La precarietà, le supplenze, il corpo docenti mai completo. Abbiamo imparato a conoscere una scuola così, ahinoi. Nella scuola dell’infanzia la carenza di personale è ancora più sentita perché è un mestiere dove la componente di cura è prevalente e dove esiste una figura fiabesca e ambita, la doa, fra le maestre un unicorno. La doa è una dotazione organica aggiuntiva nel lessico spoetizzante della burocrazia. Un’educatrice a disposizione della scuola per coprire assenze, malattie, garantire servizi di pre e post scuola e tante altre cose utili e utilissime.

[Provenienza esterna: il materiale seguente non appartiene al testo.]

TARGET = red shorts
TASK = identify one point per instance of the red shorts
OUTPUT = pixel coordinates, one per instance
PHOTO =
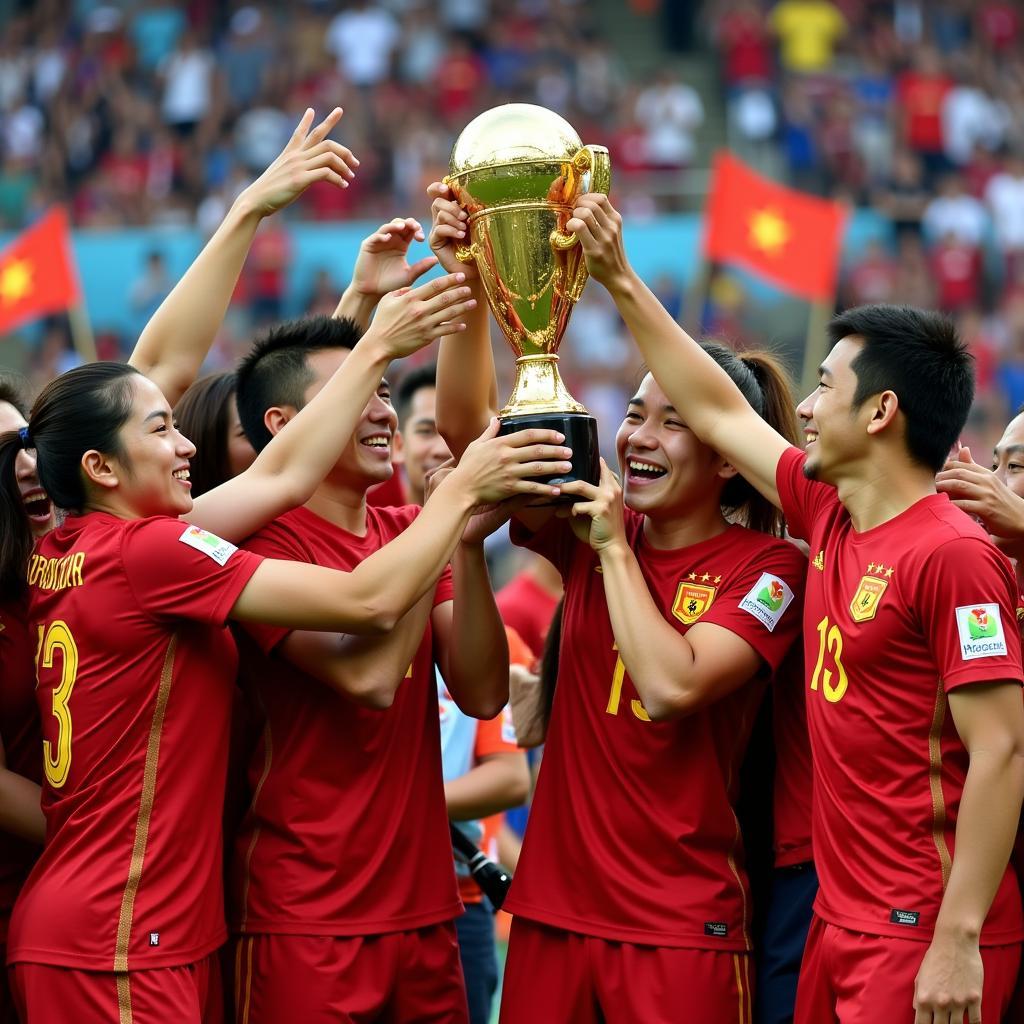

Dopo un lungo purgatorio finalmente anche la scuola di mia figlia ha una doa, che si chiama Fabrizio. Il più unicorno fra gli unicorni, perché in Italia solo lo 0,4% degli educatori della scuola d’infanzia è uomo. Nel caso di Fabrizio l’essere un pezzo tanto raro però non sempre gioca a suo favore. Gli capita di leggere scherno o sospetto negli occhi dei genitori che gli affidano l’amata prole. Si sa, la femmina ha biologicamente iscritto nel suo dna la cura – boom, è morto un antropologo, lo so – e quindi la maestra della scuola d’infanzia può essere solo una donna. Che problemi avrà un uomo che sceglie questo mestiere? In realtà i problemi per l’uomo che sceglie questo mestiere iniziano subito dopo la scelta. Scarsa accettazione sociale, pochi riconoscimenti e salario basso. Infatti gli uomini sono pochissimi. Il problema, a ben guardare, è tutto delle donne che invece – marchiate a fuoco dalla cura come caratteristica di genere – si trovano prigioniere di una nicchia, di un mestiere che gli uomini non vogliono fare.
Una nicchia grande, molto grande in realtà, perché nelle scuole primarie, le elementari, solo il 5% del personale docente è di genere maschile e le motivazioni sono sempre le stesse. Si arriva al 15% nelle secondarie di primo grado, le medie, e al 41% nelle superiori. Poi all’università la tendenza si inverte e fra docenti e ricercatori la percentuale maschile sale al 65%, ma in questo caso il riconoscimento sociale è elevato e i salari sono ben più consistenti. Una situazione che ricorda la vecchia discriminazione di genere.
Servono più uomini nelle scuole italiane anche perché la cura è un oggetto culturale che si impara e più gli uomini la praticheranno più ci saranno in giro uomini per bene e donne più libere. Fortuna che mentre noi stiamo qui ad almanaccare di professioni di cura e genere, i bambini sono lì che zompettano felici sotto gli occhi di Fabrizio che è una maestra come le altre, solo con la barba.
Tutti i dati sono tratti dal sito del Miur e dal report Talis 2013.